I think I’d want to know a bit more detail from the teacher, to understand exactly what the problem is. If a child has been taught phonics systematically at school and wasn’t previously taught using ‘look and say’ at home, I can’t imagine the teacher wanting to discourage that child from speaking whole words, as long as the teacher is confident that the child is segmenting in their head when they need to, and can do so out loud when asked, for specific words.
Might he be using guessing strategies sometimes? Is he skimming and rushing?
Regardless of what Gran75 says, without strong phonics knowledge there is likely to come a time when, being faced with harder words, a child starts to guess, assume meaning etc. which will mean that the child can’t reliably understand more difficult texts. The Y1 phonics check is in place to identify those children early on, before their poor reading strategies fail them in secondary school.
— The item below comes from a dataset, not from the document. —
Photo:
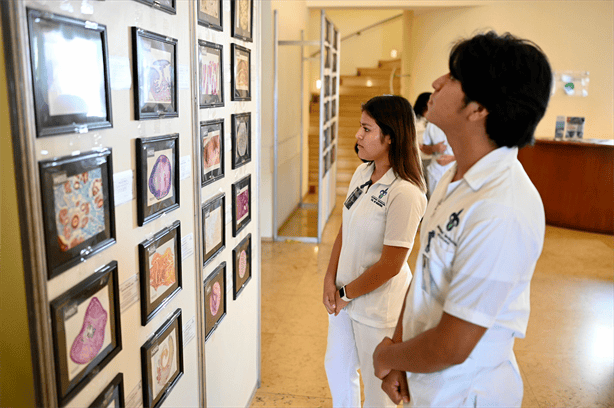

Phonics gurus such as @feenie and @norestformrz will explain it much better than I can. (I’m not a teacher.)
If the school are teaching phonics well and have identified a problem, I would be inclined to support the school (though I would ask for very specific information from the teacher).
If you’re worried about adding to his homework, tell the teacher you want to prioritise his phonics work at home, and will therefore be giving the projects a miss for the time being, until he has caught up.